# clean up workspace
rm(list = ls())
Function for sweep and inverse sweep operator, as defined in Section 7.4 of Kenneth Lange’s book Numerical Analysis for Statisticians. It’s only for demostration purpose, without efficiency optimization.

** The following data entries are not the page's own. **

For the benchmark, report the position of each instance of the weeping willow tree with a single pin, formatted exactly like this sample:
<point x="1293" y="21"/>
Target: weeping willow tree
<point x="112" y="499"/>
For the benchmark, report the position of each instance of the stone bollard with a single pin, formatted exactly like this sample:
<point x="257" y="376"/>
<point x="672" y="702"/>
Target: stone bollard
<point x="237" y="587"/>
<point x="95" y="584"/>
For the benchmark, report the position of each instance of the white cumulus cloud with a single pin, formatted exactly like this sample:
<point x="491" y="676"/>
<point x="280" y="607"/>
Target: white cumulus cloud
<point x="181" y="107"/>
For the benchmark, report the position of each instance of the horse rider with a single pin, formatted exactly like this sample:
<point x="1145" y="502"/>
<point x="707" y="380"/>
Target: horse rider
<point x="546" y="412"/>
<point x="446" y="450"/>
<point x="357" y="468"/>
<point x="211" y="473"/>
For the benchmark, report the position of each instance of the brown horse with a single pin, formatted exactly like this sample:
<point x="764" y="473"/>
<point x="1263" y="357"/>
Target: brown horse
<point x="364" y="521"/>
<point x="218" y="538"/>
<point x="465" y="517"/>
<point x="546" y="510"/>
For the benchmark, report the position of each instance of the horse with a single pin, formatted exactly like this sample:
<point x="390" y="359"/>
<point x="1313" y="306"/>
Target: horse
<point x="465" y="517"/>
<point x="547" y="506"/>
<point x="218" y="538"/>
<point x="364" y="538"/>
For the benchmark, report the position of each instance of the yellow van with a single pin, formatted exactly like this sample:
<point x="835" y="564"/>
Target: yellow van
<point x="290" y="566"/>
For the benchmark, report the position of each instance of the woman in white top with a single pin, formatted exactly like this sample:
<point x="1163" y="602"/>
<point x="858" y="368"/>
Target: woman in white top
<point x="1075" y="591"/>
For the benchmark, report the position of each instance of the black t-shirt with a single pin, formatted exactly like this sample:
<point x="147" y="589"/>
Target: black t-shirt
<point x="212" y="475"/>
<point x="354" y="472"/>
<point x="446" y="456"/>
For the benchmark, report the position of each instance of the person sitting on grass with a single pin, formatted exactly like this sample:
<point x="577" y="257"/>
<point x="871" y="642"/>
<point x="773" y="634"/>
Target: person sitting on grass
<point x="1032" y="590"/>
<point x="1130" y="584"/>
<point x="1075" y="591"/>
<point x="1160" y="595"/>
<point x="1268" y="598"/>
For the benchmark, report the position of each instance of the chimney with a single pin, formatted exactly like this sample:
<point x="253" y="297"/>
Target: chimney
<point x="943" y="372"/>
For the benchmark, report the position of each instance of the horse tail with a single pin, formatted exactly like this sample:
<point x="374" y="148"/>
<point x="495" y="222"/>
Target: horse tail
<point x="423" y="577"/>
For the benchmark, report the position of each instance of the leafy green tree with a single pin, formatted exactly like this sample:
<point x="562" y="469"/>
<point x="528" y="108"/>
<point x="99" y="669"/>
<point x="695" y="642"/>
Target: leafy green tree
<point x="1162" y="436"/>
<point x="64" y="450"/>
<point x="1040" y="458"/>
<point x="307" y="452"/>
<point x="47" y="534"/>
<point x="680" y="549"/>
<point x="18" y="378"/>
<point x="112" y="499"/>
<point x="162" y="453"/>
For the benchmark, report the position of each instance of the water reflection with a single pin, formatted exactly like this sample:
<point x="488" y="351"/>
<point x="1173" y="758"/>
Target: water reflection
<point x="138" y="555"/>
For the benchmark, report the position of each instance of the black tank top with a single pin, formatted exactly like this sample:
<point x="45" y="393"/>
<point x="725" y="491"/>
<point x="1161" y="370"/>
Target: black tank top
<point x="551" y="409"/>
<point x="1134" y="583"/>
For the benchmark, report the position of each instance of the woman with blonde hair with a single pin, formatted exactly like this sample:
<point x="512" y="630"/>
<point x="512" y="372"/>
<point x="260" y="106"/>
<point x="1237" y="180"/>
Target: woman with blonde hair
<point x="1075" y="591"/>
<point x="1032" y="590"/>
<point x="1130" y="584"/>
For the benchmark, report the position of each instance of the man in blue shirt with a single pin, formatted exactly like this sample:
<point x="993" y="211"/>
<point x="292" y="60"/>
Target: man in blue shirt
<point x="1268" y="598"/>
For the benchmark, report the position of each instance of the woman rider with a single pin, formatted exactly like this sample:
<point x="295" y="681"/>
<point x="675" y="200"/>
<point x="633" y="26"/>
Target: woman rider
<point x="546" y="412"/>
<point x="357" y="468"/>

regsweep <- function(A, k, inv = FALSE) {
d <- A[k, k] # sweep out row k, col k
A[k, ] <- A[k, ] / d
b <- A[, k]
b[k] <- 0 # don't change row k here
A <- A - outer(b, A[k, ]) # main operation
A[, k] <- b / d # fix col k
A[k, k] <- - 1 / d # diagonal element & done
if (inv) { # inverse sweep
A[k, ] = - A[k, ]
A[, k] = - A[, k]
}
regsweep <- A
}
Try on the Longley data
# read the Longley data
all <-
read.table("http://hua-zhou.github.io/teaching/st758-2014fall/longley.dat")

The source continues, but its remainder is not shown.